Coincide con él Sergio Sancho, fundador de la feria de arte madrileña Urvanity. El año pasado visitó la exposición que La Nave Salinas dedicó al pintor Rafa Macarrón. Este verano vuelve con CAN Art Fair, una feria de arte contemporáneo donde participan una treintena de galerías de todo el mundo. “Con la tradición artística que ha tenido siempre Ibiza, se me hacía raro que no existiera una feria de arte en verano, así que me puse manos a la obra”, argumenta. Apoya su tesis el décimo aniversario de Parra & Romero, la residencia Ses Dotze Naus y la galería También (en Santa Eulalia) o la nueva propuesta de La Nave, propulsada por el coleccionista colombiano Lio Malca. “La entrada es gratuita y puedes acceder desde la misma playa, descalzo o en toalla. Si eso no es un buen reclamo, esperemos que la obra de Eva hable por sí sola”, bromea su directora, Alejandra Navarro. Bastante lejos quedan aquellos años setenta en los que galerías de arte como Ivan Spence y Carl van der Voort, en Dalt Vila, o El Mensajero y Es Molí (más al norte) abrían al mismo ritmo que restaurantes o chiringuitos a pie de playa.
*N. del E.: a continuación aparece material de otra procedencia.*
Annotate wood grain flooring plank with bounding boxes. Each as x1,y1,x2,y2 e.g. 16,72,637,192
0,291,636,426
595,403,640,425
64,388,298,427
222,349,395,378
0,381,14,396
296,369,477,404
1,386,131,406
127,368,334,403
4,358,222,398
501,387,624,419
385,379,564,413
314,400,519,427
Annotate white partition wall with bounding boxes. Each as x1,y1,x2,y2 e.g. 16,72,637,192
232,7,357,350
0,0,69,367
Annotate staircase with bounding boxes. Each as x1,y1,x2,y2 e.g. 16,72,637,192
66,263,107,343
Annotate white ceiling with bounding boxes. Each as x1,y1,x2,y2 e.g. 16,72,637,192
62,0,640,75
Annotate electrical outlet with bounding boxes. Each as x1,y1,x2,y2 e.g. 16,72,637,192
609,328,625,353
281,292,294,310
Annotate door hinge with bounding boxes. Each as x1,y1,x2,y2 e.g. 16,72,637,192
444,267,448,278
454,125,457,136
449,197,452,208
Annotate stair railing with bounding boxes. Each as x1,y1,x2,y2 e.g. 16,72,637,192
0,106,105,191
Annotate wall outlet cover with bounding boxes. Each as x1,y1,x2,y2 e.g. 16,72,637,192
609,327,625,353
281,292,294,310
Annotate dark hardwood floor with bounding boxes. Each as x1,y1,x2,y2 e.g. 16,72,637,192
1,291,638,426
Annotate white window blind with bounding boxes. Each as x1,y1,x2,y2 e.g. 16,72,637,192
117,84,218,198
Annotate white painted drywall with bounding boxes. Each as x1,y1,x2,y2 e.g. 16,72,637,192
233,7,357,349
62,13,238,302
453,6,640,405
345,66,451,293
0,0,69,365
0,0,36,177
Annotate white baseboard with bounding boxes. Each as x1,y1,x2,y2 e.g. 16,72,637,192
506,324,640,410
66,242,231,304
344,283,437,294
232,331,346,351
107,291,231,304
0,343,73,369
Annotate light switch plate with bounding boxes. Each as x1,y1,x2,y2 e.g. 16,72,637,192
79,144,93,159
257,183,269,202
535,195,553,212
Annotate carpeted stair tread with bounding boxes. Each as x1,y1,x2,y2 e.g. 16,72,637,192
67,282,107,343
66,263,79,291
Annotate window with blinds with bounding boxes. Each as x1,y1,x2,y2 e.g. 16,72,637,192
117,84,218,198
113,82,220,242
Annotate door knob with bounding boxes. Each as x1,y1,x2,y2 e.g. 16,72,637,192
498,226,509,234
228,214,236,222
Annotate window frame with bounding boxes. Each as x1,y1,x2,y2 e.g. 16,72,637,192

Que el cambio es la única constante en las vidas de los ibicencos lo sabe bien la joyera Elisa Pomar. Esta descendiente de artesanos —cuenta que su bisabuelo vendía al rey Alfonso XIII alhajas para sus amantes— diseña piezas partiendo de las emprendadas de plata, oro o coral, adaptadas a un diseño actual. “Esta joya es el resultado de todos los pueblos que han pasado por la isla. Cada uno añadía un elemento y no quitaba lo anterior, por lo que es también un buen libro de historia”, explica. Una de sus trabajadoras, Ana Escandell, ejerce de modelo improvisada colocándose los 24 anillos que antiguamente regalaban los jóvenes a sus novias. Su madre, Catalina, atusa las decenas de colgantes de oro sobre el traje de payesa de 12 enaguas con el que Escandell baila, a veces en su colla popular, Sa Bodega, a veces en eventos como la pasarela Adlib que se celebrará días después.
La mezcla imposible que acoge este milagro de isla no es, en absoluto, una utopía lejana a la realidad, tal y como argumenta el artista Antonio Villanueva: “Aquí hoy se vive a todo trapo en el umbral de pobreza. Se devoran las pastillas o se busca la paz interior. Y si eso conforma un problema, no es exclusivo de Ibiza: es el mundo quien lo tiene”.